El-P: Honestly, I don’t know anymore. At some point, clearly, everybody in this timeline suffered a schism, forcing us off of our predetermined track and splitting us from our original reality. That means we are all not the original version of ourselves anymore. This is clearly reflected in the fact that although we can remember that it was always “The Berenstein Bears,” we can also see that, at least according to this reality, it was in fact never that. Therefore, it is highly possible that the mere realization of this fact may have indeed split out realities once again, producing a new post-Berenstain rift self. It should be noted that despite the fact that I coined the phrase “Berenstain rift,” said phrase may have already existed in this newly joined reality.

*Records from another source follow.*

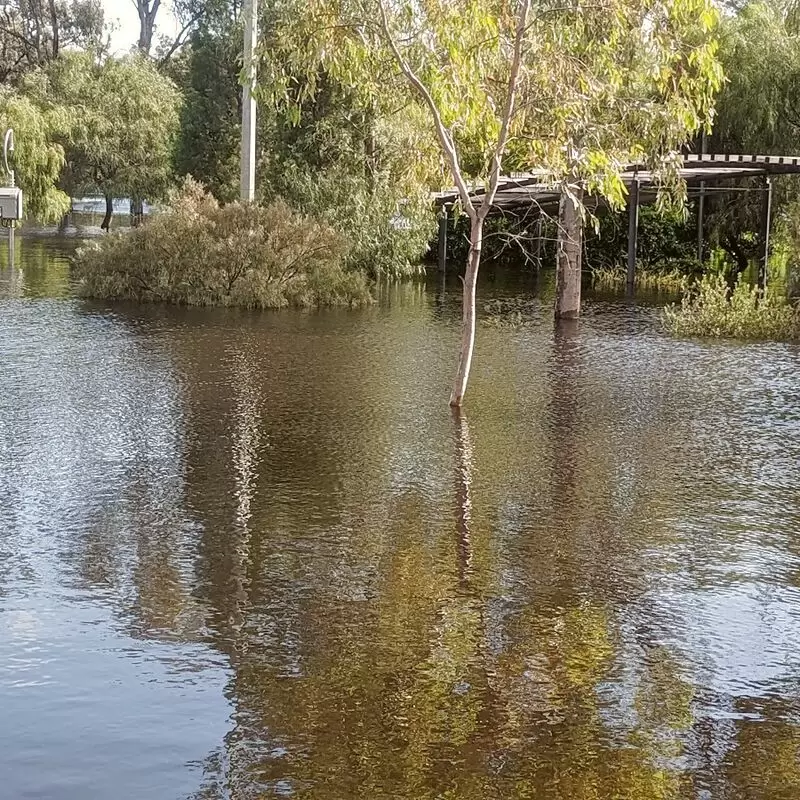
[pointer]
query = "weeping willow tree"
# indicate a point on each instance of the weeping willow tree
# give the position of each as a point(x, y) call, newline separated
point(38, 158)
point(575, 90)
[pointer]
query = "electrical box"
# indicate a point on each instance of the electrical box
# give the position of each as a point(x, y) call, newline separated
point(10, 204)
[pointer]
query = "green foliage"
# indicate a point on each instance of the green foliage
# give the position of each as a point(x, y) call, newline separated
point(713, 310)
point(119, 123)
point(600, 85)
point(200, 253)
point(386, 235)
point(208, 145)
point(38, 159)
point(615, 278)
point(33, 32)
point(666, 242)
point(758, 108)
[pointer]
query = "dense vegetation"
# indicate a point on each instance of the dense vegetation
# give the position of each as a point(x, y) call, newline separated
point(197, 252)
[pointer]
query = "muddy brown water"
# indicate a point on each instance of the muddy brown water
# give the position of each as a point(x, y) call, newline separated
point(254, 555)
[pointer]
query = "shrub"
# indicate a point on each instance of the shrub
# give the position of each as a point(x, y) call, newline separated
point(711, 309)
point(197, 252)
point(613, 278)
point(386, 234)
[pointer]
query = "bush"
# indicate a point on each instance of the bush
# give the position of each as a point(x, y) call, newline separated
point(615, 278)
point(197, 252)
point(386, 233)
point(711, 309)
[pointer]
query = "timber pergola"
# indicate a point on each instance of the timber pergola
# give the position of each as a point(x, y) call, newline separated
point(530, 193)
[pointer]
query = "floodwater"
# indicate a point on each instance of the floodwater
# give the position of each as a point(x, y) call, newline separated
point(255, 556)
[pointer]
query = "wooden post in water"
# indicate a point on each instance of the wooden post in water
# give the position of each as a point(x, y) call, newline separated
point(633, 233)
point(569, 255)
point(443, 217)
point(539, 232)
point(766, 223)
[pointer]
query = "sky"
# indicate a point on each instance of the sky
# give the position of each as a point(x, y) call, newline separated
point(122, 14)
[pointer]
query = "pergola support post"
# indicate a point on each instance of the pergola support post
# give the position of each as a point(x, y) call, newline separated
point(633, 233)
point(539, 232)
point(766, 224)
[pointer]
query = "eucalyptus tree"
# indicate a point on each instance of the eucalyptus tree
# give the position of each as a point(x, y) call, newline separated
point(576, 90)
point(34, 32)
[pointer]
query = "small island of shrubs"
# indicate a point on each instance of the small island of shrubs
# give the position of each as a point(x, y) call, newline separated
point(198, 252)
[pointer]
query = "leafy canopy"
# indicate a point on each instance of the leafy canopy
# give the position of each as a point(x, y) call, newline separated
point(600, 85)
point(119, 122)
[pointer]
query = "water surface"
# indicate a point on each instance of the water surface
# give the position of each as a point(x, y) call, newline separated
point(254, 555)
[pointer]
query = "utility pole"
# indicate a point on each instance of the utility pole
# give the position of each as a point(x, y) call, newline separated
point(249, 102)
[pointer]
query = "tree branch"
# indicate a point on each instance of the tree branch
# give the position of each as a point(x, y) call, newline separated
point(445, 139)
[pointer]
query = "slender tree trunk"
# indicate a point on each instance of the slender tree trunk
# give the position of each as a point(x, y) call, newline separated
point(54, 25)
point(569, 257)
point(106, 224)
point(468, 312)
point(137, 212)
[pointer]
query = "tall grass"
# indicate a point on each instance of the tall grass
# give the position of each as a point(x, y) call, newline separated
point(615, 278)
point(711, 309)
point(197, 252)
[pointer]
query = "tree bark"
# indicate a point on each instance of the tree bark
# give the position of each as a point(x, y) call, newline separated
point(569, 256)
point(106, 224)
point(468, 312)
point(147, 23)
point(54, 25)
point(137, 212)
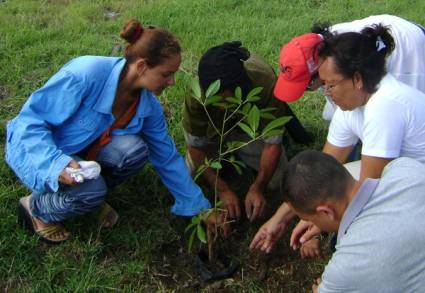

Of the multiple instances of yourself that exist in these parallel universes, which would you be most excited to meet and why?

The really rich one. Just want some hang time on the yacht.

If you could record a track with Jan and Stan Berenstain, what it would it be called?


In this new post-Berenstain rift self, what’s the most important thing we can teach the children about The Berenstain Bears/The Berenstein Bears?

The world is a lie.

We’re grateful that you opened our eyes and unfastened our minds. Thank you, Universe El-P.